Rivers also took Whitfield to task for commenting that she was trying to spark controversy by wearing fur on her book jacket. Rivers asked if Whitfield wore leather shoes and ate chicken (yes and yes), which she then correctly identified as hypocrisy, given Whitfield's apparent stance against fur coats.

I will never understand how journalists like Whitfield can decry the slaughtering of animals for fur and, then, eat burgers and hot dogs. Aren't cows and pigs as worthy as raccoons? A non-vegan animal rights activist is, by definition, a hypocrite.

The Whitfield-Rivers interview is important because it shows the readiness of left-leaning journalists to create a tempest in a teapot by rallying around false victims: in this case, those actresses and actors Rivers supposedly offends with her jokes. Conjuring up the notion of injured celebrities Rivers has supposedly preyed upon allowed Whitfield to pretend to be asking questions about Rivers' brand of humor, when she was really just attacking her guest. Isn't that the power-grab we see again and again from liberals intent on gathering more control?

Here's the playbook: Find someone or some group that could potentially take offense at something or feel shortchanged about something, assert that their injuries are deep and dramatic and that they should be outraged and, then, pledge the supposedly needed assistance. It's a good way to get votes from people you've convinced to feel disenfranchised and weak – people you have made, essentially, paranoid. And it's a good way to start a closed-shop union, too.

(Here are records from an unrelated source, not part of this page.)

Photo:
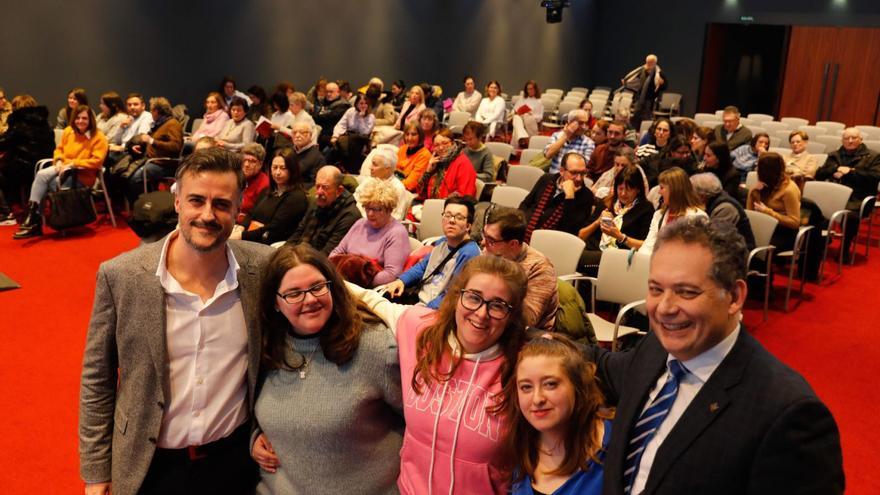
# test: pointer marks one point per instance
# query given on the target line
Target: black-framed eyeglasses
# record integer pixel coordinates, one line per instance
(473, 301)
(298, 296)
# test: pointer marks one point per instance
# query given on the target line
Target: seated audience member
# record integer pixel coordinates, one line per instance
(432, 275)
(252, 156)
(382, 110)
(603, 157)
(215, 117)
(746, 156)
(559, 201)
(739, 420)
(449, 171)
(623, 157)
(412, 157)
(572, 138)
(308, 155)
(347, 436)
(397, 95)
(238, 130)
(659, 136)
(777, 195)
(799, 163)
(378, 236)
(260, 105)
(78, 157)
(382, 166)
(280, 208)
(559, 428)
(598, 132)
(411, 109)
(112, 116)
(492, 110)
(528, 112)
(504, 232)
(328, 111)
(5, 110)
(165, 140)
(331, 216)
(477, 152)
(721, 207)
(28, 138)
(75, 98)
(716, 159)
(430, 125)
(699, 140)
(230, 92)
(351, 135)
(731, 131)
(469, 99)
(679, 201)
(625, 221)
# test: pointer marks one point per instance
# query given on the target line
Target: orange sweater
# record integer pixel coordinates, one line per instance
(83, 153)
(412, 167)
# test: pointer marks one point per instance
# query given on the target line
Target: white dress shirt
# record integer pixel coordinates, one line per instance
(207, 359)
(699, 370)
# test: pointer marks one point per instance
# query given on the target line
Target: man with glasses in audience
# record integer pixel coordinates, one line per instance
(331, 215)
(731, 130)
(172, 351)
(434, 272)
(504, 232)
(560, 201)
(572, 138)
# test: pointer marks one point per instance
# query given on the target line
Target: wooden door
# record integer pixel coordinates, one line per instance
(831, 74)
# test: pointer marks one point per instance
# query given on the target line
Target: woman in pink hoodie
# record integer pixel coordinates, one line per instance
(452, 365)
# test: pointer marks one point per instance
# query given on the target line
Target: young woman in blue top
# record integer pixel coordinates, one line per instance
(559, 428)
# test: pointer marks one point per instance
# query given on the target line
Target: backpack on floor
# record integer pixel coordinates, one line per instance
(153, 214)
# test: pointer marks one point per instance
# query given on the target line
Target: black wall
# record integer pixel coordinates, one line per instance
(182, 48)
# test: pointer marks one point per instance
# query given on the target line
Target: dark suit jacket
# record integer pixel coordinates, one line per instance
(755, 427)
(125, 385)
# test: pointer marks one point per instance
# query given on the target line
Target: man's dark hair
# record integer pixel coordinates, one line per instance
(511, 222)
(212, 160)
(467, 201)
(728, 248)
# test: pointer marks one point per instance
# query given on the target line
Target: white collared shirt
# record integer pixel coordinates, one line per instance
(699, 369)
(207, 359)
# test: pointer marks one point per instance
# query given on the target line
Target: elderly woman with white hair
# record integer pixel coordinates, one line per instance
(379, 237)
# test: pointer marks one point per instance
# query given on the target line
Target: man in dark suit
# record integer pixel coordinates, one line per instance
(702, 407)
(173, 349)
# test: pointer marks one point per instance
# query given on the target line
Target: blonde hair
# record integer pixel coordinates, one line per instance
(378, 192)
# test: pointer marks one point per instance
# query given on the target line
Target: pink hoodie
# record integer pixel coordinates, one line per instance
(451, 441)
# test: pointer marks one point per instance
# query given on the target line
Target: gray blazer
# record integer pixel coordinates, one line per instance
(125, 385)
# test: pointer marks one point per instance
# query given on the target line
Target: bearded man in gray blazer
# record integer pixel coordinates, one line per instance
(173, 348)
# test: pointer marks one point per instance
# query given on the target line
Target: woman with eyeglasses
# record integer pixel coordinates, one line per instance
(328, 409)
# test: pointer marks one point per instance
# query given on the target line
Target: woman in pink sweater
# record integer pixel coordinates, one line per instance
(452, 365)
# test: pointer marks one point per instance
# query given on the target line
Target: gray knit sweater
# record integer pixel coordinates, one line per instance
(339, 429)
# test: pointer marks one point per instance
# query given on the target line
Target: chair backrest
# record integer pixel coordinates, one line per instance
(510, 196)
(523, 176)
(794, 122)
(759, 117)
(831, 125)
(830, 197)
(763, 226)
(561, 248)
(622, 279)
(527, 154)
(432, 221)
(539, 142)
(459, 118)
(501, 150)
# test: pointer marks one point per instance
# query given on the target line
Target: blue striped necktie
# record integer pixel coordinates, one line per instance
(649, 421)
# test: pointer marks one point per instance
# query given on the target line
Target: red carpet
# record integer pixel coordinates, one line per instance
(830, 338)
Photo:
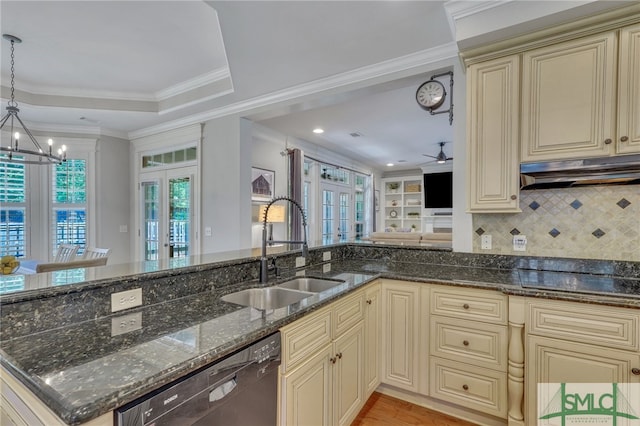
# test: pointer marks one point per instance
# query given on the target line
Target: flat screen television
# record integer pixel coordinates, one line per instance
(438, 190)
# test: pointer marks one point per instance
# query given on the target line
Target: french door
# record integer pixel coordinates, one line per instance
(167, 214)
(337, 211)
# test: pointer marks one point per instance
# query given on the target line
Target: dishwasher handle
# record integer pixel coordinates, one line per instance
(223, 390)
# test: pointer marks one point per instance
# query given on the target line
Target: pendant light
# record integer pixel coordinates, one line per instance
(14, 152)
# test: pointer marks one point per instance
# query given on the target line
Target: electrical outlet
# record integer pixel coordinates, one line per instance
(126, 324)
(519, 243)
(126, 299)
(485, 242)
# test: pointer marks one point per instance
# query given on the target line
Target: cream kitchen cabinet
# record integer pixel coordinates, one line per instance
(322, 375)
(468, 348)
(493, 106)
(576, 103)
(400, 334)
(571, 342)
(628, 140)
(372, 330)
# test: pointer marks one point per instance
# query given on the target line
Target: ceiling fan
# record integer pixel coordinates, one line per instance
(441, 158)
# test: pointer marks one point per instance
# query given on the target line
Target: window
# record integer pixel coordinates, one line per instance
(13, 210)
(69, 204)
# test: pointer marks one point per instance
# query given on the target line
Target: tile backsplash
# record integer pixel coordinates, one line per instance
(595, 222)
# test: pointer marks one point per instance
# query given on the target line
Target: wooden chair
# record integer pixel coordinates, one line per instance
(95, 252)
(66, 253)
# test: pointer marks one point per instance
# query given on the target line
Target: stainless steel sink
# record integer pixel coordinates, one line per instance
(314, 285)
(266, 298)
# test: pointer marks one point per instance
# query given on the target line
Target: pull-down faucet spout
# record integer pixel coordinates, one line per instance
(264, 269)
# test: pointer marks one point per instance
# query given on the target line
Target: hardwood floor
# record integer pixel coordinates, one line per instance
(383, 410)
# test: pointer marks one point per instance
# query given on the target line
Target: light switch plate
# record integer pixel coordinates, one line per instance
(485, 242)
(126, 324)
(519, 243)
(126, 299)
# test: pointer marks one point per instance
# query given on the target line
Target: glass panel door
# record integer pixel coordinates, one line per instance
(167, 214)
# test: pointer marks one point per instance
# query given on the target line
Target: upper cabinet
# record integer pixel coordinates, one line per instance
(570, 107)
(568, 99)
(629, 91)
(492, 132)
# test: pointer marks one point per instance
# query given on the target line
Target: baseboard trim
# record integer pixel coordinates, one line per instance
(441, 406)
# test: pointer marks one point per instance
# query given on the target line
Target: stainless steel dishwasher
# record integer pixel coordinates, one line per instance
(241, 389)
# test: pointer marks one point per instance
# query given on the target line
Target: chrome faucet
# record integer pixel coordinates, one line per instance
(264, 268)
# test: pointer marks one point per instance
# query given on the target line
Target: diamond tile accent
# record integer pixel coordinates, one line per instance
(576, 204)
(624, 203)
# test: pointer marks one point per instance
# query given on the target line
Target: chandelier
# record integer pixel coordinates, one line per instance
(14, 152)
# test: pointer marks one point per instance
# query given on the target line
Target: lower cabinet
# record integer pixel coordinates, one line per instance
(327, 385)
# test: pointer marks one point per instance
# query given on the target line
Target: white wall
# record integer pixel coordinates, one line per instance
(113, 185)
(225, 184)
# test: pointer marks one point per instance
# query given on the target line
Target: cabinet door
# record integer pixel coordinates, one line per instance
(559, 361)
(400, 328)
(493, 132)
(629, 91)
(348, 385)
(372, 330)
(568, 99)
(306, 392)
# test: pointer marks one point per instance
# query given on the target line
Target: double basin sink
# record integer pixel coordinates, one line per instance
(281, 295)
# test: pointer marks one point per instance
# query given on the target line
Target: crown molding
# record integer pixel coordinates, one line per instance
(193, 84)
(381, 69)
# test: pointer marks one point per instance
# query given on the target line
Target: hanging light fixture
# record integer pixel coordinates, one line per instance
(14, 152)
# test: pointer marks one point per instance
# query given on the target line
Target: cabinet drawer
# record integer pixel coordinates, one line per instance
(600, 325)
(469, 303)
(476, 388)
(347, 313)
(480, 344)
(303, 338)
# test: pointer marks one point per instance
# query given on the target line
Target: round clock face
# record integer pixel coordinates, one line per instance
(431, 94)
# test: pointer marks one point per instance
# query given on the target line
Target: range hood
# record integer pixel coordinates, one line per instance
(618, 170)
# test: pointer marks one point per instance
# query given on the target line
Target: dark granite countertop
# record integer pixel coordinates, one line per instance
(83, 370)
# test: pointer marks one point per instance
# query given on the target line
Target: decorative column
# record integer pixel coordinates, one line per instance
(515, 385)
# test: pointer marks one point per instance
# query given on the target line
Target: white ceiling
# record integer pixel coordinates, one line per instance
(128, 68)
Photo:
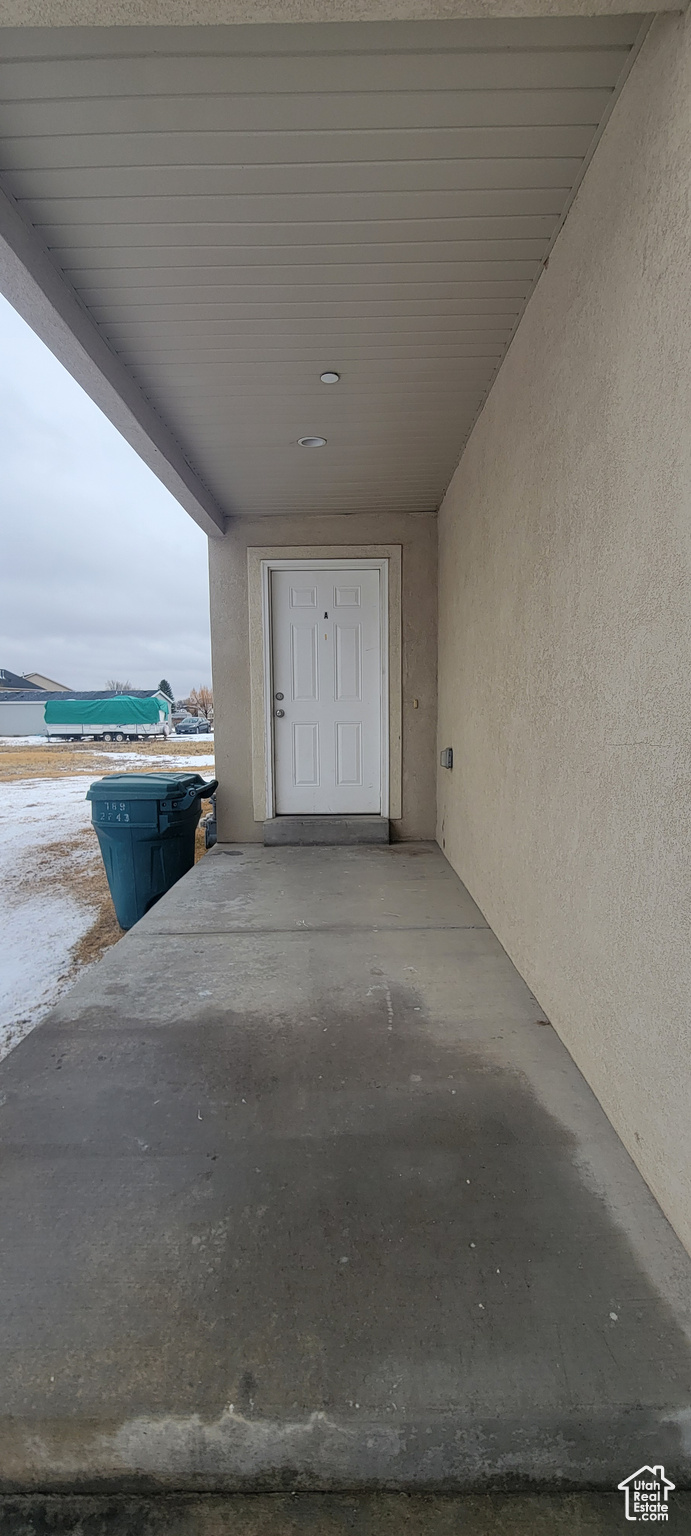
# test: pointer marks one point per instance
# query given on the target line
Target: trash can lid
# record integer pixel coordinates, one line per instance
(146, 785)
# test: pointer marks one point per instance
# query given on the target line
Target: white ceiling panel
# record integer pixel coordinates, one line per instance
(243, 208)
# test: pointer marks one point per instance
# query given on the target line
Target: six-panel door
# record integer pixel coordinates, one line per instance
(326, 642)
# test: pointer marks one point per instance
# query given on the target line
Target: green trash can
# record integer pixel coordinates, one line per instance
(146, 828)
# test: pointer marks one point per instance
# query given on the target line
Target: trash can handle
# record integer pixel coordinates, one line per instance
(201, 791)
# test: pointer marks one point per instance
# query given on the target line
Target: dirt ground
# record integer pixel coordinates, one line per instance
(69, 868)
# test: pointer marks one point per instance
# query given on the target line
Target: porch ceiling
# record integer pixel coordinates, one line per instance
(243, 208)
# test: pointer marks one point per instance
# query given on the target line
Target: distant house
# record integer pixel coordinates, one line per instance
(11, 682)
(39, 681)
(22, 710)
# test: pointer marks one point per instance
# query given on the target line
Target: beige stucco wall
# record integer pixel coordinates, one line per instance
(565, 630)
(231, 647)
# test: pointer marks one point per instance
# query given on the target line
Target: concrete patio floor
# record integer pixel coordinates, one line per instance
(298, 1189)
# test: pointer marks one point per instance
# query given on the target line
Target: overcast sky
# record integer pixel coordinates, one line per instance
(102, 573)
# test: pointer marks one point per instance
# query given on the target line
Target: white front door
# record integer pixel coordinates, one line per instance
(326, 636)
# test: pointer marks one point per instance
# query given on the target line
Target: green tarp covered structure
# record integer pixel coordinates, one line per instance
(120, 710)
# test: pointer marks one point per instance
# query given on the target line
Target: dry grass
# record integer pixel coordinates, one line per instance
(63, 759)
(74, 865)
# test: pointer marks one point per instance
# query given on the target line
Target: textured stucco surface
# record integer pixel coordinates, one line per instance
(565, 630)
(212, 13)
(232, 682)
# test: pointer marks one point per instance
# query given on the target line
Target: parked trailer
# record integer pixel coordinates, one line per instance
(120, 719)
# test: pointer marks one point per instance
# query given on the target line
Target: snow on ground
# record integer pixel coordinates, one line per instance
(45, 834)
(39, 928)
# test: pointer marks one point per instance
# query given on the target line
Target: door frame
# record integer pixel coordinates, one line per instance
(312, 562)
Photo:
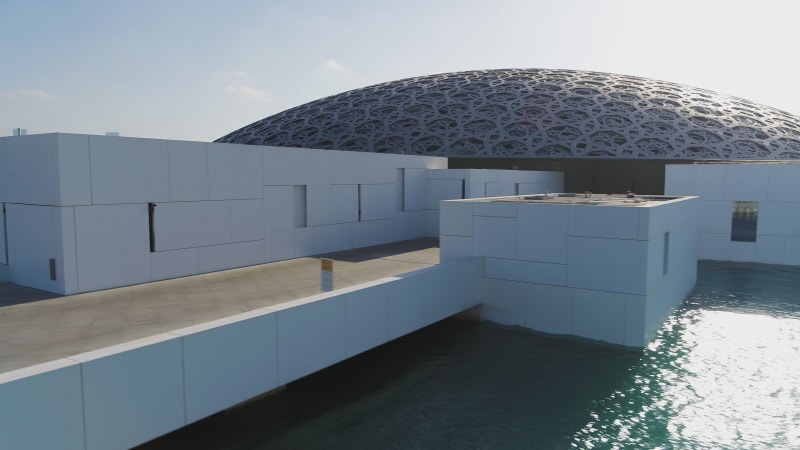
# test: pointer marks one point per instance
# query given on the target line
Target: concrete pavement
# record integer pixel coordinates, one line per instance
(38, 326)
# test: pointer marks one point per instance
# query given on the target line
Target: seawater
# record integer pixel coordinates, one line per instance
(722, 373)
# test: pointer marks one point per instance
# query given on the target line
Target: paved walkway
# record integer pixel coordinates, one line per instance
(38, 327)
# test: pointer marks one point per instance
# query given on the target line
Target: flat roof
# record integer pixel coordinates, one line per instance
(38, 327)
(589, 198)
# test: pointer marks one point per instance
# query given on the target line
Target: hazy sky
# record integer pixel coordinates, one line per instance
(196, 70)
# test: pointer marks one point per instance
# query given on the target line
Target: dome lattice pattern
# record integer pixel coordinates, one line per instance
(529, 113)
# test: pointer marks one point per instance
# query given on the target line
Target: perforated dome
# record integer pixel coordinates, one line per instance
(534, 113)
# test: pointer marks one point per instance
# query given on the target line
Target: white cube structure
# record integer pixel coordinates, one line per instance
(768, 192)
(609, 268)
(83, 213)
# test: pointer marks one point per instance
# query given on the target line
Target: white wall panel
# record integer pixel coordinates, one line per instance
(132, 392)
(499, 189)
(247, 220)
(3, 237)
(714, 246)
(637, 326)
(311, 337)
(455, 247)
(778, 219)
(113, 246)
(367, 319)
(525, 271)
(711, 181)
(599, 315)
(279, 245)
(129, 170)
(344, 203)
(494, 209)
(405, 307)
(411, 225)
(439, 190)
(378, 201)
(792, 251)
(229, 256)
(318, 198)
(549, 309)
(365, 168)
(415, 189)
(613, 222)
(495, 236)
(188, 171)
(32, 240)
(541, 234)
(228, 361)
(192, 224)
(41, 407)
(288, 166)
(316, 240)
(67, 260)
(715, 217)
(4, 177)
(173, 264)
(32, 173)
(456, 218)
(742, 251)
(279, 208)
(235, 172)
(373, 232)
(746, 182)
(771, 250)
(74, 170)
(615, 265)
(504, 301)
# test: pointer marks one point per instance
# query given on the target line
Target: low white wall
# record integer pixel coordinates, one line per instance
(590, 271)
(124, 395)
(774, 186)
(83, 201)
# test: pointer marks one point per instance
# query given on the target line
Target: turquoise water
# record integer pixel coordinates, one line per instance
(723, 373)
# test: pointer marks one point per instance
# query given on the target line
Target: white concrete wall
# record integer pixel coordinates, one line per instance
(219, 206)
(590, 271)
(774, 186)
(124, 395)
(479, 183)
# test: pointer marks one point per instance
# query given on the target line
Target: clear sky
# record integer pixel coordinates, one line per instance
(197, 70)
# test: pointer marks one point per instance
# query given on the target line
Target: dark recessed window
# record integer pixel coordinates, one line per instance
(744, 222)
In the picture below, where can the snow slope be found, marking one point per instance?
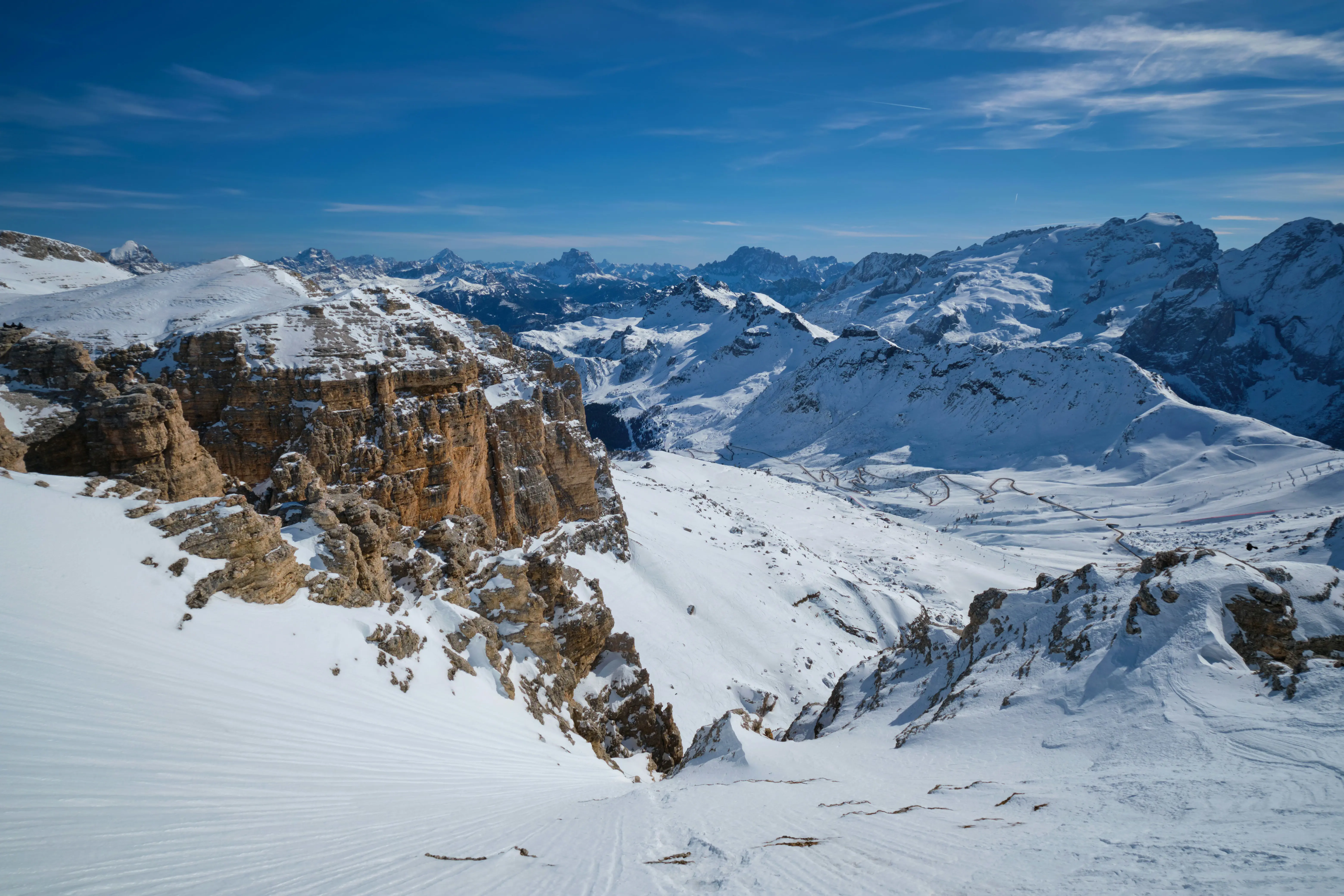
(1158, 762)
(156, 307)
(36, 265)
(1064, 284)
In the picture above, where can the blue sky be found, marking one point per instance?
(660, 131)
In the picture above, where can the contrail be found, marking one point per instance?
(897, 104)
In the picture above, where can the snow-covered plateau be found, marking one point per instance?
(928, 582)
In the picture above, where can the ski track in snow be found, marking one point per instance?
(226, 758)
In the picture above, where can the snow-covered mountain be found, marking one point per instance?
(1065, 594)
(1066, 285)
(36, 265)
(135, 258)
(784, 277)
(1260, 332)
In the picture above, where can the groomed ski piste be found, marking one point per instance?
(802, 588)
(144, 754)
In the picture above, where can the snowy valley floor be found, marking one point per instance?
(224, 757)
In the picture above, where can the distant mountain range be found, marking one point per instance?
(1256, 331)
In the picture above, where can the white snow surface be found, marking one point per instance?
(1064, 284)
(225, 757)
(22, 276)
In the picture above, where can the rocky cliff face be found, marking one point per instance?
(385, 393)
(522, 616)
(77, 420)
(380, 453)
(135, 258)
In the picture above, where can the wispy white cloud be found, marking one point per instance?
(99, 105)
(1306, 187)
(88, 198)
(1150, 76)
(859, 234)
(415, 210)
(526, 241)
(216, 84)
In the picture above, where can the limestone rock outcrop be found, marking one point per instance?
(380, 390)
(261, 568)
(11, 451)
(518, 604)
(85, 422)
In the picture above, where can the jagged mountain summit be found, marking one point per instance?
(1258, 332)
(784, 277)
(135, 258)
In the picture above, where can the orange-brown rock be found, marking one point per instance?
(413, 425)
(87, 424)
(261, 566)
(11, 451)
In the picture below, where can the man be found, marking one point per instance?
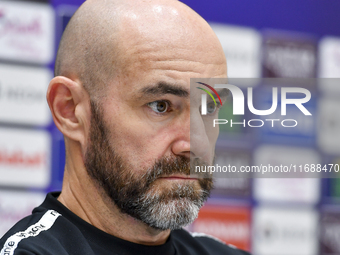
(121, 99)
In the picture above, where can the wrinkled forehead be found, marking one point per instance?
(164, 33)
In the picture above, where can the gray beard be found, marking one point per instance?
(173, 214)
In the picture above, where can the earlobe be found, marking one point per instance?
(64, 97)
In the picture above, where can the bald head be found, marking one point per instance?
(103, 39)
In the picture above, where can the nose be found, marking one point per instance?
(192, 139)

That's why CNN's Whitfield can't take a joke. Allowing that people can love one another and still be aware of their flaws, and even find them funny, isn't in the lexicon of the Left. To take notice of a person's bad dress or bad hair day or weak acting job is, all of a sudden, to offend that person to his or her core.

There isn't room for humor on the Left because everyone is a potential victim of everyone else, all must be exceedingly careful not to shatter the incredibly fragile people around them and only a big and powerful central authority can protect the feelings and future of us fragile Americans.

I've laughed with Joan Rivers since I was a kid. I never hated a single person she made a little good-natured fun of. If anything, she taught me to roll with the punches, not to be thin-skinned and to take myself and others a little less seriously some of the time.

I'm glad she walked off the set at CNN. There wasn't room for someone with such a big heart in that studio.